Varna şehir merkezinden 19 km uzaklıktaki Taş Ormanı için çölü andıran bir kaya oluşumu diyebiliriz. Avrupa’da doğal oluşan iki çölden biri olan Taş Ormanı, Varna’nın en görülesi yerlerinden biri. Ziyaret etmeyi düşünenler için minik bir uyarı yapmakta fayda var. Taş Ormanı’nda sık sık kum fırtınaları çıkıyor. Ancak bu sizi korkutmasın, genellikle tehlike arz eden bir durum oluşturmuyor.
Eskiden Varna’nın en çok kullanılan ana yollarından biri olan Preslav Sokağı günümüzde turistlerin en çok vakit geçirdiği noktalardan biri. Varna’nın tam merkezindeki Slaveykov Meydanı’ndan başlayan Preslav Sokağı, Antik Avrupa Dönemi’nden kalma binaları ile turistlerin ilgi odağı.
Şehir merkezinin tam ortasında sayılabilecek bir noktada yer alan Roma Hamamı Varna’nın en önemli tarihi ve kültürel miraslarından biri. M.S. ikinci yüzyılda inşa edildiği düşünülen Roma Hamamı Bulgaristan’ın en iyi korunmuş tarihi eserleri arasında ilk sıralarda yer alıyor.
Altın kumlar, nam-ı diğer Golden Sands incecik kumu masmavi denizi ile bizim Karadeniz kıyılarımızdan oldukça farklı bir sahil şeridi vaat ediyor.
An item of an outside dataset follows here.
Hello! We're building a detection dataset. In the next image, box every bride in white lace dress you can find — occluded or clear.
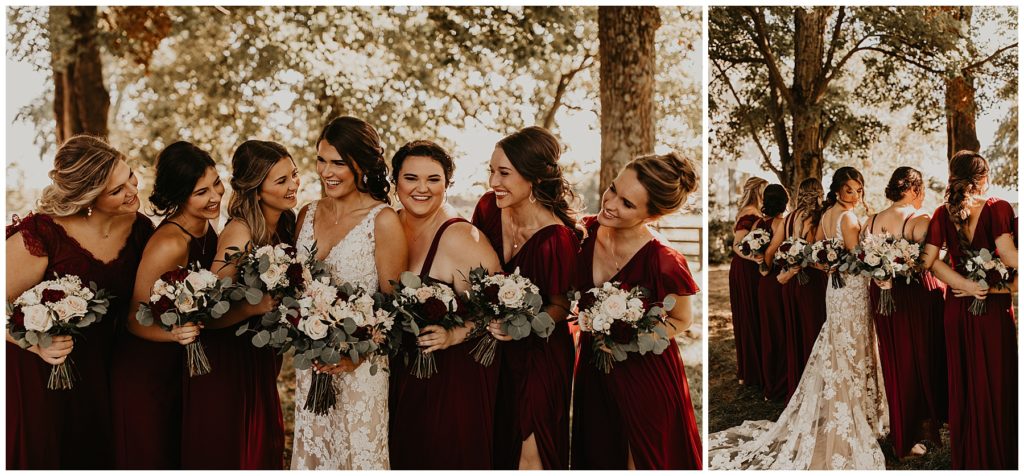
[708,167,889,470]
[292,118,408,470]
Rivayete göre yıllar önce bir korsan gemisi tamamı altından oluşan hazinesini buraya gömmüş. Tanrı da onları cezalandırmak için bütün altınlarını kuma çevirmiş ve Golden Sands böyle oluşmuş. Siz de yaz aylarında Varna’ya giderseniz Altın Kumlar’da deniz güneş keyfi yapmadan dönmeyin derim.
Varna’nın sekiz kilometre dışında yer alan Evksinograd Sarayı şehir merkezinde olmaması sebebiyle genellikle es geçiliyor. Ancak günümüzde kamu binası olarak hizmet veren, deniz kenarındaki Evksinograd Sarayı bizce Varna’ya gidenlerin es geçmemesi gereken yerlerden biri. İçinde tablolardan porselenlere pek çok sanat eserinin sergilendiği Evksinograd Sarayı’nı gezmek isterseniz önceden rezervasyon yaptırmanız gerekiyor. Hatta bize sorarsanız Evksinograd Sarayı’na giderseniz düzenlenen ziyaret turlarına katılarak sarayı rehber eşliğinde daha detaylı gezmelisiniz.
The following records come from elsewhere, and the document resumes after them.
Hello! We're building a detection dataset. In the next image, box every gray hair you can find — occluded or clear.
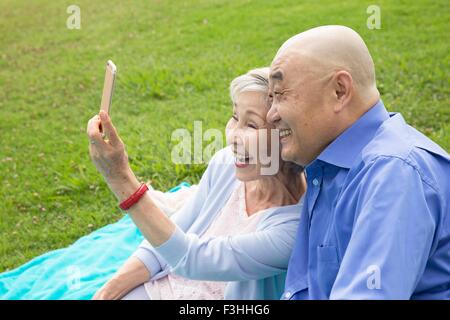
[230,67,269,103]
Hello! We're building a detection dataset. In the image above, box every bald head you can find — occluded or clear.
[274,26,378,94]
[267,26,379,165]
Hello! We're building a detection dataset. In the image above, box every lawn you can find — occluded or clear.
[0,0,450,272]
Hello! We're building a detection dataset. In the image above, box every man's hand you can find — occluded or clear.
[92,257,150,300]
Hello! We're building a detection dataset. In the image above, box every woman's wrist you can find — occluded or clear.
[106,169,141,202]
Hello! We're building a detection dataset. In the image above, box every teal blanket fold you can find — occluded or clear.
[0,183,189,300]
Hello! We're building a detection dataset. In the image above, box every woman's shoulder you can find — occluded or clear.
[260,196,304,229]
[207,146,235,180]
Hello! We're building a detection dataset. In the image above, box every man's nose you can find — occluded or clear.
[267,104,281,125]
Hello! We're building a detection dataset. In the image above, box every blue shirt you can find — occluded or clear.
[283,101,450,299]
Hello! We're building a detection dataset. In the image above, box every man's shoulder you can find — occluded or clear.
[361,114,450,166]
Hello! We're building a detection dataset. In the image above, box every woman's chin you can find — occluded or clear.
[235,164,259,182]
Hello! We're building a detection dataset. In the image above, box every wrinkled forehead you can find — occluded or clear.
[269,49,328,87]
[269,51,302,86]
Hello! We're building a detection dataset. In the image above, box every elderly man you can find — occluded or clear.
[268,26,450,299]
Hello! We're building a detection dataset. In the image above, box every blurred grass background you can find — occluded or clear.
[0,0,450,272]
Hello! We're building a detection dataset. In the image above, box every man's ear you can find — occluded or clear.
[334,70,353,112]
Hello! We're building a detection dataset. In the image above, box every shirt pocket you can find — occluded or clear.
[317,245,339,299]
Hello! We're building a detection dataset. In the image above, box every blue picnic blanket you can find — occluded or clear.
[0,182,189,300]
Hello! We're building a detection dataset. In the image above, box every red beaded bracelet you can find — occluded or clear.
[119,183,148,211]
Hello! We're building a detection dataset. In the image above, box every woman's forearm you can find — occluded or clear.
[107,171,175,247]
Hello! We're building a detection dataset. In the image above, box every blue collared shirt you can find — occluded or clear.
[283,100,450,299]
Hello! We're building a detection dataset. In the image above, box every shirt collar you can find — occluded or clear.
[310,100,389,169]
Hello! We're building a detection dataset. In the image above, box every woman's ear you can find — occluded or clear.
[334,70,353,112]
Şehir turunuza kısa bir mola vermek, sessiz ve keyifli bir ortamda soluklanmak ya da kısa bir yürüyüş yapmak isterseniz rotanızı Primorski Park’a çevirebilirsiniz. Yanınızda götüreceğiniz mini atıştırmalıklarla Primorski Parkı’nda mini bir piknik yapmak da güzel bir fikir olabilir. Ne dersiniz?